É difícil para as pessoas aceitar o fato de que o senso comum muito vezes está errado. Na época da redução da velocidade nas Marginais, uma crítica freqüente e irritada era de que “isto vai prejudicar o trânsito”. No entanto, a condição em que o fluxo de tráfego em uma via de grande porte é mais intenso ocorre quando a velocidade está em torno de 60 km/h e não de 80 ou 90 km/h. É a 60 km/h que a via tem maior produtividade, ou seja, processa a circulação da maior quantidade de veículos por hora, que é o seu objetivo principal (e não o de dar velocidade alta aos usuários).
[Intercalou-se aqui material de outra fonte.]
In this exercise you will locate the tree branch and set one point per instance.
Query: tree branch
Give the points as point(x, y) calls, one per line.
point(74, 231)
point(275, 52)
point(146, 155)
Ou seja, a aparência é enganosa, sendo preciso atentar para a essência do fenômeno.
Na discussão recente, o mesmo problema ocorre. Existe um equívoco técnico muito importante por trás do argumento contrário à redução da velocidade. Frente à redução do número de feridos e de mortos, surgiu o argumento de que a queda ocorreu por causa da crise econômica, que teria reduzido a quantidade de veículos em circulação. O primeiro problema é que não houve medição criteriosa da eventual redução do fluxo médio nas vias das cidades. Mesmo que ela tenha acontecido, em quais veículos, em quais áreas e com qual intensidade ela se manifestou?
O segundo problema – mais relevante para a discussão – é que por trás deste argumento existe o pressuposto de que há uma relação direta entre o fluxo de veículos e os acidentes que possam ocorrer. Mas isto não é verdade.
Embora o aumento do fluxo coloque na via mais veículos que podem se acidentar ou causar acidente, isto não significa que exista uma relação matemática direta entre fluxo e acidentes. Por exemplo, quando o fluxo sobe muito, a velocidade de todos os envolvidos se reduz forçosamente, aumentando a possibilidade de evitar acidentes e suavizando os impactos dos que ocorrerem: em uma situação de congestionamento o risco de acidente é próximo de zero, como ocorre na maioria das vias principais de São Paulo nas horas de pico.
Por outro lado, a maior incidência de mortes violentas ocorre à noite e de madrugada, quando o fluxo é baixo e se juntam dois fatores cruciais – aumento de velocidade e uso de álcool. Os efeitos dependem do tipo de via (local, arterial, expressa), do número de faixas, da geometria da via e dos tipos de veículo que circulam, não sendo possível definir relações fixas de causa e efeito.
Por isso, a relação entre fluxo e acidentes é complexa e certamente não é linear, conforme demonstram vários estudos internacionais. Assim, não é possível usar o argumento mencionado sem comprovação factual. Ao contrário, a relação entre velocidade e acidentes é claramente direta e, além disto, é exponencial: a energia cinética dos veículos que circulam aumenta exponencialmente com o crescimento da velocidade, resultando em mais acidentes (aumenta a distância necessária à frenagem para evitar uma colisão) e mais danos às pessoas e aos veículos envolvidos - um aumento de 30% na velocidade aumentará em 69% a energia a ser dissipada no acidente. A redução da velocidade tem impacto inverso, também exponencial, de redução da probabilidade de acidentes e das conseqüências negativas dos que ocorrerem.
Ou seja, a crise econômica é apenas uma possibilidade de interferência no fenômeno, a ser comprovada, ao passo que a redução da velocidade tem impacto inquestionável, pois a Física é inquestionável. Desta forma, o único fator claramente atuante no processo é a velocidade, motivo pelo qual o seu controle é a ação principal e inegociável de qualquer plano de segurança de trânsito em todo o mundo. No caso do Brasil, vivemos há décadas dentro de um ambiente de trânsito muito violento, caracterizado por privilégios, egoísmo e iniquidade no uso das vias. Isto já é uma razão plenamente justificável para mudarmos nosso comportamento, se nós realmente quisermos cidades melhores para todos.